The current studies describe the development and characterization of 6 iPSC lines from subjects with classic LND, along with 6 iPSC lines from normal healthy individuals for comparisons. All 12 lines have the typical characteristics of pluripotent stem cells, as assessed using multiple methods including immunostaining for pluripotency markers, expression of mRNA transcripts for pluripotency genes, and directed differentiation into the 3 primary germ cell layers (endoderm, ectoderm, and mesoderm). These cells provide novel tools for studying the pathogenesis of LND, as well as novel insights into the biology of iPSCs and their use for disease modeling.

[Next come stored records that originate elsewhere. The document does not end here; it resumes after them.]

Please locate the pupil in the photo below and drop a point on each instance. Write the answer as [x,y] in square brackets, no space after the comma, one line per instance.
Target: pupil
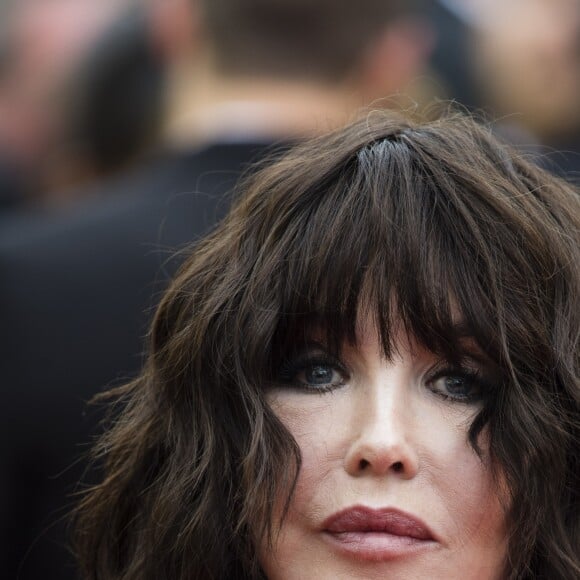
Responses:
[456,385]
[319,375]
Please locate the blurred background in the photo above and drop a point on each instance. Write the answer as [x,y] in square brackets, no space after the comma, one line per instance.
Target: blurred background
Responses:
[82,83]
[94,91]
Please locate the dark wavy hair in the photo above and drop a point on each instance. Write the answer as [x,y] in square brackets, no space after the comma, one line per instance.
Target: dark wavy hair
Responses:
[435,218]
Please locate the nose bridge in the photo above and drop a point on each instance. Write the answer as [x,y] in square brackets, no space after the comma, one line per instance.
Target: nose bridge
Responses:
[383,430]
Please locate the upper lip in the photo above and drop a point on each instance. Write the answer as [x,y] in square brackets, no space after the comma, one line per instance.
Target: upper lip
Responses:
[385,520]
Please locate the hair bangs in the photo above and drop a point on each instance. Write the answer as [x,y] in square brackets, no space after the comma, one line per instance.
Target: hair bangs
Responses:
[382,243]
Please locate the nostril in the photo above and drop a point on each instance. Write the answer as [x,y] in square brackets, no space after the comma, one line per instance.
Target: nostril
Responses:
[397,467]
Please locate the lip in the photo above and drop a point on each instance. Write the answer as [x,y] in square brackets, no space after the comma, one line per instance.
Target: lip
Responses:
[377,534]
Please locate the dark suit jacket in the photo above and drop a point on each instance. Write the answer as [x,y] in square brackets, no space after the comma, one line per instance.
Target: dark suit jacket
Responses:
[76,294]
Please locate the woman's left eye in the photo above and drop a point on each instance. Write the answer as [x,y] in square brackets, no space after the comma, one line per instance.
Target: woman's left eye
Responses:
[461,386]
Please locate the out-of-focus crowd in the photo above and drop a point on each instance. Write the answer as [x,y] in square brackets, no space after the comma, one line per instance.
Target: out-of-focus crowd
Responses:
[124,125]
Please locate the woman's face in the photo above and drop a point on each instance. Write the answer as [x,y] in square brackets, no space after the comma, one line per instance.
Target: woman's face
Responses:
[389,486]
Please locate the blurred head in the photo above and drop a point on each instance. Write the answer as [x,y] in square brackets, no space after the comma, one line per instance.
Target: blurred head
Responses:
[528,59]
[43,43]
[369,369]
[323,39]
[377,45]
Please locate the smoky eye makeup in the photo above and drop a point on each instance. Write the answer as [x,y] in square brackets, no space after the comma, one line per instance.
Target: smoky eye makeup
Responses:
[312,369]
[468,381]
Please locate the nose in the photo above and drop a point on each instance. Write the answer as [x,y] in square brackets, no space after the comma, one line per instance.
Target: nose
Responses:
[384,433]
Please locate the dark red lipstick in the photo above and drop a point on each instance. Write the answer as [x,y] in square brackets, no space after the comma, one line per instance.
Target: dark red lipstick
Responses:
[377,534]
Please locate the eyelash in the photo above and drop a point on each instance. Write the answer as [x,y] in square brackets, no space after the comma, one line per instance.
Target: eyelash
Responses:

Relevance for iPSC biology

Many prior studies have shown an important interplay between pluripotency and metabolism, and especially purine nucleotides such as ATP54. In addition to driving many energy-dependent reactions, ATP is required as a building block for DNA and RNA in dividing cells. Mammalian cells derive their purine nucleotides from two major sources, de novo purine synthesis and purine salvage48. However, all types of cells do not rely equally on de novo and salvage pathways to maintain purine levels. For example, actively dividing stem or neoplastic cells typically rely heavily on de novo synthesis, while terminally differentiated cells tend to depend more on salvage48,55,56,57.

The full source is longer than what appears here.